El Gran Cary

Cary Grant, Archibald Leach en sus tiempos de Bristol, da para mucho. No hay un retrato feliz del pequeño Archy. La niñez tuvo que ser un lugar oscuro y mal ventilado para él, que era el hijo superviviente de una pareja mal avenida. El primogénito murió muy niño aún, porque su madre le pilló el dedo con una puerta y el pulgar se gangrenó. La infección acabó con su corta vida y con la cordura de la madre, que se propuso cuidar al segundo de sus hijos obsesivamente. Todo era peligroso, todo entrañaba una amenaza terrible en su mente atormentada y Grant aguantó durante años que lo vistieran de niña y lo obligaran a llevar el pelo largo. Cuando tenía nueve años, la madre desapareció y él vivió como un abandono lo que en realidad había sido una decisión de su padre, un sastre del que aprendió las virtudes de un buen tejido, el milagro que obra sobre algunos hombres el buen corte de un traje. Fue él quien decidió internarla en el psiquiátrico porque su esposa decía que oía voces de mujer en la casa. En el hospital no preguntaron mucho más.

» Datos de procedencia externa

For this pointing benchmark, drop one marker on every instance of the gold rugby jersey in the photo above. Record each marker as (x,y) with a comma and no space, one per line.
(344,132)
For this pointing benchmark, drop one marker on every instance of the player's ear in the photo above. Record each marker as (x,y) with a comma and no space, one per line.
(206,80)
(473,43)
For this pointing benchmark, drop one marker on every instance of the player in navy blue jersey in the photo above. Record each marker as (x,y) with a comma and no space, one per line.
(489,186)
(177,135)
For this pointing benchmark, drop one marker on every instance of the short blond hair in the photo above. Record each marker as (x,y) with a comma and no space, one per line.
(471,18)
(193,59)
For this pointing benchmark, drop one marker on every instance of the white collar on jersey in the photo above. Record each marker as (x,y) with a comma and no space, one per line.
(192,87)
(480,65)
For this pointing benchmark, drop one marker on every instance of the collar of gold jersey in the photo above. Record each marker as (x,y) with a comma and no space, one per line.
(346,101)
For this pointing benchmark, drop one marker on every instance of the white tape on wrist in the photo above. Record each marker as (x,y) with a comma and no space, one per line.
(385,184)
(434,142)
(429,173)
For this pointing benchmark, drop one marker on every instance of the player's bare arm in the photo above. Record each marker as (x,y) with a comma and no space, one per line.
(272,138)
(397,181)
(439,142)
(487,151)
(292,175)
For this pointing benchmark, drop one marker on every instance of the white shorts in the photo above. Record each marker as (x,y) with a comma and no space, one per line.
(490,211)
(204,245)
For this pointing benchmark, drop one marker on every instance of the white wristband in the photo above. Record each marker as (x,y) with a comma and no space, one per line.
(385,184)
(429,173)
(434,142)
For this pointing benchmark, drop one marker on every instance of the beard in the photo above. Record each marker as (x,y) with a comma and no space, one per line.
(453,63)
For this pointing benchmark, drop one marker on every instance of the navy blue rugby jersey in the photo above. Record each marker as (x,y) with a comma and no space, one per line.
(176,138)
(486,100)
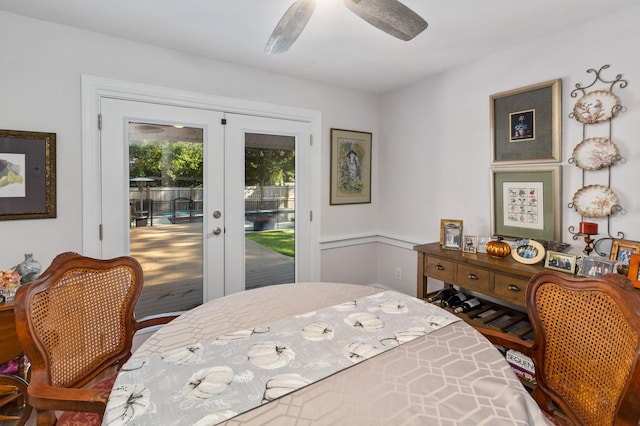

Grant, ya convertido en estrella de cine, descubrió que su madre seguía viva en aquel loquero y la sacó de allí. Le compró una casa en Bristol y la visitaba a veces, pero nunca quiso que viviera con él en Estados Unidos. Achacaba a la ausencia de esa mujer a la que culpó tanto tiempo de no haberlo querido todos los desastres matrimoniales que vendrían después. Nunca supo confiar en nadie y cada éxito suyo en la gran pantalla ocultaba el enorme fracaso vital del chico pobre de los suburbios que sabía fingir mejor que nadie que pertenecía a la alta sociedad. Nadie sabe llevar un abrigo largo como Grant, nadie es capaz de hacer esas acrobacias sin despeinarse ni de resultar tan elegante como gracioso. Decían que Grant sabía actuar hasta de espaldas y recuerdo lo mucho que me gustó el marido embustero de Sospecha, el misterio oscuro que encerraba aquel tipo amable y guapo que llamaba carita de mono a su esposa millonaria y le llevaba un vaso de leche demasiado blanca a la cama. Me gusta el Grant que mira de una forma extraña a Audrey Hepburn en Charada, porque más que el caballero con gracia era un hombre que encontró las herramientas adecuadas en su físico imponente y su talento personal para huir de un mundo, de un lugar, de unos fantasmas, de los que en realidad no pudo librarse nunca.

Patricia Esteban Erlés.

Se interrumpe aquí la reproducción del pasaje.